The Czech Central Bank left interest rates unchanged. The board voted to keep the benchmark rate at 2 percent.
The decision mirrors the stance applied by rate setters in the European Union‘s eastern wing and contrasts with easing steps taken by the U.S. Federal Reserve and the European Central Bank.
Central European growth has held up this year thanks to strong domestic demand even as many major developed economies, including Czech Republic’s biggest trade partner Germany, face slowdowns and their central banks ease policy to support them.
The Czechs are among the few in Europe still debating whether tighter policy is needed to rein in inflation, which has run at or above the 2% midpoint of the central bank’s target range since May 2018.
“This contradictory (foreign and domestic) situation means the board has to weigh the delicate differences whether to lean toward the recommendation of the forecast or not,” Bank Governor Jiri Rusnok said.
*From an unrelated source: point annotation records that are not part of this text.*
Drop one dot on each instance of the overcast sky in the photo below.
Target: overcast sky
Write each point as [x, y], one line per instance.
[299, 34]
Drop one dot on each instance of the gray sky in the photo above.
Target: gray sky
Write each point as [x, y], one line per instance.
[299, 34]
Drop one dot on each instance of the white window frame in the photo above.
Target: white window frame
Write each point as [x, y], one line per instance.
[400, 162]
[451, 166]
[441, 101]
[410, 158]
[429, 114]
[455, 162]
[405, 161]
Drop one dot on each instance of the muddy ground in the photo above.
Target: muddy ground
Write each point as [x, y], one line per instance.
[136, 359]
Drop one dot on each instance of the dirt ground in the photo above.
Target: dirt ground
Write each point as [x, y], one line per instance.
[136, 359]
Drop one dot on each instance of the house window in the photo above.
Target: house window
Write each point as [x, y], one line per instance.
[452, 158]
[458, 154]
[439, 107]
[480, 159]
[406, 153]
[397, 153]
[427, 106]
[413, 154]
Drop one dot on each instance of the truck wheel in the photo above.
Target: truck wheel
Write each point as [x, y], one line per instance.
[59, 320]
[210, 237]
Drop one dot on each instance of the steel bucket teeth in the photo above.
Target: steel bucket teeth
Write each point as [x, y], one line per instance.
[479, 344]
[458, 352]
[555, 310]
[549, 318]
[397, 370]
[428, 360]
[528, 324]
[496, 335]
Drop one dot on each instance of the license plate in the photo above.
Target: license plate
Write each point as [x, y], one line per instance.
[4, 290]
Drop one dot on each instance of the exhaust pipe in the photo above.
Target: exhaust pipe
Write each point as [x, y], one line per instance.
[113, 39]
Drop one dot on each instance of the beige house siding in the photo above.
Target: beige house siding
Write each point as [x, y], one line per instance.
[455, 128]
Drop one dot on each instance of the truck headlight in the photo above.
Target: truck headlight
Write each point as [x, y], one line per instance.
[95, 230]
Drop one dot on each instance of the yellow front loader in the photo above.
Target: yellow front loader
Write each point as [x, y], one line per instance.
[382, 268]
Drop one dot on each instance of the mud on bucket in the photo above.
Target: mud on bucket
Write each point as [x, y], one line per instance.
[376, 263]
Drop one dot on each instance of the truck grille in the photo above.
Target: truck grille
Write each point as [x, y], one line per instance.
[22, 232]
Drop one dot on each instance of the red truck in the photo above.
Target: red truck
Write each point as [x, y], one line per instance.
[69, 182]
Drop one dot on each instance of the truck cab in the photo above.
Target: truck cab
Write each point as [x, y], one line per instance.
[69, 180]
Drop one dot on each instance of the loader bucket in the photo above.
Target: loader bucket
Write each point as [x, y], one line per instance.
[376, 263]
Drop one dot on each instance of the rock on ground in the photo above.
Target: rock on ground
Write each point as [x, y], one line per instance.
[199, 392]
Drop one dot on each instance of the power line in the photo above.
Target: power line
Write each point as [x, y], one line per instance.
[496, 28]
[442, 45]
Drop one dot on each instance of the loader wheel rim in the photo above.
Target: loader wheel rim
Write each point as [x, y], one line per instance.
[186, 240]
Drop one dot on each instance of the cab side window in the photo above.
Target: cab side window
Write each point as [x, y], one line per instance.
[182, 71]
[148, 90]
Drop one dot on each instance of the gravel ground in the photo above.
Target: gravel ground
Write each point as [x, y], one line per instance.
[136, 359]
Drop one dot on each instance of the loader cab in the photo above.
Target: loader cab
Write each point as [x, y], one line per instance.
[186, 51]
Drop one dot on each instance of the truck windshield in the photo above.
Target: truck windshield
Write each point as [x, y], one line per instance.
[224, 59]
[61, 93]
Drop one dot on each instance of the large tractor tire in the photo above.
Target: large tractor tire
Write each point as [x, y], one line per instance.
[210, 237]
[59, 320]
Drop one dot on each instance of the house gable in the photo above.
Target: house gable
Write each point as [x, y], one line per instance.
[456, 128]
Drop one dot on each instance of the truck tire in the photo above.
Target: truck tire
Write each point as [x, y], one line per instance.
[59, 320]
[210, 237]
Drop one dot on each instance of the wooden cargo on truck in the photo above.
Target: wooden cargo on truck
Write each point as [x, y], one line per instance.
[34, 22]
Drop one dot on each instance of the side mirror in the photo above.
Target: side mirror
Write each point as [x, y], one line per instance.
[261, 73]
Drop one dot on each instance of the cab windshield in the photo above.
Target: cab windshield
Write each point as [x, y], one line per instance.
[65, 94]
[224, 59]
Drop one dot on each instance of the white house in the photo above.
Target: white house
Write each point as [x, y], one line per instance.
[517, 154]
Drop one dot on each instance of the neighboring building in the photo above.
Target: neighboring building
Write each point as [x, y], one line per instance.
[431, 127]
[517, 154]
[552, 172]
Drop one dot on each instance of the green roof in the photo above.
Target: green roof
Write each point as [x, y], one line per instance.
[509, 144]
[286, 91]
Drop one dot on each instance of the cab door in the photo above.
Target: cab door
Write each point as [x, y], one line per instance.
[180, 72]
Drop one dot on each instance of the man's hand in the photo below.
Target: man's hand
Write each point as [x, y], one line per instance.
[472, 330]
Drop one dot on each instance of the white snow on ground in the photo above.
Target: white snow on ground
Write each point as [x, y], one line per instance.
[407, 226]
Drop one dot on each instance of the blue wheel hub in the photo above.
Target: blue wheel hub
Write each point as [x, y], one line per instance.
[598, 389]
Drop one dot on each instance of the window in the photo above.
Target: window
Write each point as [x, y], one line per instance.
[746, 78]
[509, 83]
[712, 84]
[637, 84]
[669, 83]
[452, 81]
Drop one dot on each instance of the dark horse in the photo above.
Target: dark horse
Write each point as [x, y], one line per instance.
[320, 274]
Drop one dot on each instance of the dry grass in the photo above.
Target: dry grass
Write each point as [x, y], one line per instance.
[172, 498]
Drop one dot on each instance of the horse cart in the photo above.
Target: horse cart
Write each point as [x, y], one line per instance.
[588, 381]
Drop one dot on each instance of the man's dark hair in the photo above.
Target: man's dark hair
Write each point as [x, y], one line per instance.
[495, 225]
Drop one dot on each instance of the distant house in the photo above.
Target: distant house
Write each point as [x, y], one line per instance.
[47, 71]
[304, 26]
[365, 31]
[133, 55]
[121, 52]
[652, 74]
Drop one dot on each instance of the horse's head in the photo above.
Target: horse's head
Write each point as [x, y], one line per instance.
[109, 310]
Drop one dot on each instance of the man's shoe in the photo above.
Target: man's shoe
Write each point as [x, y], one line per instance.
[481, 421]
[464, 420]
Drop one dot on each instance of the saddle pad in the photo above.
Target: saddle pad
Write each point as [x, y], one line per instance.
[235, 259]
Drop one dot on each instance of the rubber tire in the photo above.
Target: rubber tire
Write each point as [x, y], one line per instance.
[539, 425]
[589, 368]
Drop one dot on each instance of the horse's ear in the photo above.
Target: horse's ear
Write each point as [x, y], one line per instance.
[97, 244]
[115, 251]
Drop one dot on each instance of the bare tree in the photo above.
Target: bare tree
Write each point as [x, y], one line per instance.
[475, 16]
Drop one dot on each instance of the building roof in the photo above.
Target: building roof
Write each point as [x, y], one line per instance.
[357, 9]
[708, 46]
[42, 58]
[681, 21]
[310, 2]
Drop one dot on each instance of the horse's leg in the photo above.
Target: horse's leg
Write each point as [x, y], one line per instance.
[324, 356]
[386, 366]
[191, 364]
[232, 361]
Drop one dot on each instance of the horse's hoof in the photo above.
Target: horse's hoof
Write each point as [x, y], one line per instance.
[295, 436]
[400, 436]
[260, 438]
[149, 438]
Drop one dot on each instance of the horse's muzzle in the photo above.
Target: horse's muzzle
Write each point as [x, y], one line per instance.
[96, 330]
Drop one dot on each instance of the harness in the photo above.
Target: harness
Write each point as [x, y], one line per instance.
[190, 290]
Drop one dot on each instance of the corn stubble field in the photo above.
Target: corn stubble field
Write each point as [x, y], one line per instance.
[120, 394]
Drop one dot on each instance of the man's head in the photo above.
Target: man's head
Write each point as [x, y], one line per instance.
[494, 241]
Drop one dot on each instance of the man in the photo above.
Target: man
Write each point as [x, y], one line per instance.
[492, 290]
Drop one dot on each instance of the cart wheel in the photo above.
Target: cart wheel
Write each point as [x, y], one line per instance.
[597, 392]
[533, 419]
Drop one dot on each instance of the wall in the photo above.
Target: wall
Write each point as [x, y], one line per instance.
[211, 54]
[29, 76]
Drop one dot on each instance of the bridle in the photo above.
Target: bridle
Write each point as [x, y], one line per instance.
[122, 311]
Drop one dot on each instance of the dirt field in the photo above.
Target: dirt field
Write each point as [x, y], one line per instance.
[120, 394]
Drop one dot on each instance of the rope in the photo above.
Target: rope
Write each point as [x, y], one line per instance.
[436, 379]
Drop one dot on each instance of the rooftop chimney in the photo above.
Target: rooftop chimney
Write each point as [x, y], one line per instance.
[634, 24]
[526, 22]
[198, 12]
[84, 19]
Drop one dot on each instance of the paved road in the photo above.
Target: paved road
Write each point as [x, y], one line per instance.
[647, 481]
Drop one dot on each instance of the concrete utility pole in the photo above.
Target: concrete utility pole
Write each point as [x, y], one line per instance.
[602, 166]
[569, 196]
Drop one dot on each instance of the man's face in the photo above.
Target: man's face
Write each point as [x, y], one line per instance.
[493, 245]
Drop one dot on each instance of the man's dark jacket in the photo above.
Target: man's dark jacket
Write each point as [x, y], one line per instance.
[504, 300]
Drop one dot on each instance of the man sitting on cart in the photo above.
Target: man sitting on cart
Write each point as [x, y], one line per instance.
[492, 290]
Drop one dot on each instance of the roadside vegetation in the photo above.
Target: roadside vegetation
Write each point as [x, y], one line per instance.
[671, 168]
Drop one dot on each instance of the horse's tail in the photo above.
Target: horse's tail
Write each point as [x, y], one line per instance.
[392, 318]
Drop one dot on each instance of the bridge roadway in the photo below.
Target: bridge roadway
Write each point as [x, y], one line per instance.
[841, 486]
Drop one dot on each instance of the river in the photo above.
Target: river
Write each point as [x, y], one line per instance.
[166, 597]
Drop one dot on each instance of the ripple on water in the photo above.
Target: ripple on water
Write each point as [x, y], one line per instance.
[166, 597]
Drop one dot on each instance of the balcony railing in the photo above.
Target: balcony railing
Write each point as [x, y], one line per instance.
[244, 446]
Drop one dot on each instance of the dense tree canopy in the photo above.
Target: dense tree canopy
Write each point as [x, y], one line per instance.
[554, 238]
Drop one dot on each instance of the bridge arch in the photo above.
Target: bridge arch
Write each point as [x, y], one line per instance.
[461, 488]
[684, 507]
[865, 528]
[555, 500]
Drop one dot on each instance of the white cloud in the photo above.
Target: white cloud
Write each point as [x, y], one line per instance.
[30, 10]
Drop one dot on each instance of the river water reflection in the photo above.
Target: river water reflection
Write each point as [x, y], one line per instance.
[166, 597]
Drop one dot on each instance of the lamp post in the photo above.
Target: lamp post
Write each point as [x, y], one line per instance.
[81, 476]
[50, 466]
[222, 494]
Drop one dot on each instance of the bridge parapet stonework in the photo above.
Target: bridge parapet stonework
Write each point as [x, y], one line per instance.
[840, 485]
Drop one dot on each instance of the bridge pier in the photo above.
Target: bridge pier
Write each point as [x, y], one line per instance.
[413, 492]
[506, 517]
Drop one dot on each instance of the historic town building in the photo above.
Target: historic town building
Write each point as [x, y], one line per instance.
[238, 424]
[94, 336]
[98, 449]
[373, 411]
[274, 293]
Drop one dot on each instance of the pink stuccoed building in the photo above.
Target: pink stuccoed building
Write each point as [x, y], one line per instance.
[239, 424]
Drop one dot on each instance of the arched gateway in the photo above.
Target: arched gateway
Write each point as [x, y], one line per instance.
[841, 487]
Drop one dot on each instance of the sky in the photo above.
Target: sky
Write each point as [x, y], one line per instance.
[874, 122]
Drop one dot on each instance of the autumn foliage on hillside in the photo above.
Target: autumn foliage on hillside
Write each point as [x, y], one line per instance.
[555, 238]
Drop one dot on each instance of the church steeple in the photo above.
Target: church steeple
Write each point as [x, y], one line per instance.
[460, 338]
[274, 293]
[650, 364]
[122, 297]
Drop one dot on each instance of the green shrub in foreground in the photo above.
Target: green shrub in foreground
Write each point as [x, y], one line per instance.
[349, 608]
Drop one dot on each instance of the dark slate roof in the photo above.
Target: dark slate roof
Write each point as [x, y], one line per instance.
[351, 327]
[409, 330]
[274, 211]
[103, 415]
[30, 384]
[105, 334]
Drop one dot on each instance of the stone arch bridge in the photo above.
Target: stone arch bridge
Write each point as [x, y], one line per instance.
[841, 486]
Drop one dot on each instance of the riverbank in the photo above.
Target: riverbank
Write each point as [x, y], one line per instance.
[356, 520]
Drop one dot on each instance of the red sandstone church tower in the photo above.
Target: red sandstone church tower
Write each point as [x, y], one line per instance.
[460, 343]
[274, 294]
He said the main argument for unchanged rates was the slowdown abroad, and some Czech companies were already seeing a drop in orders and capacity cuts.
The outlook’s recommendation for rate hikes was based on the perceived need to quell domestic inflationary pressures, with a drop in rates following from the middle of next year.
The central bank has one more policy meeting this year, and Rusnok said not following the forecast’s implications would not raise inflation by more than 0.2 percentage points compared with the forecast path.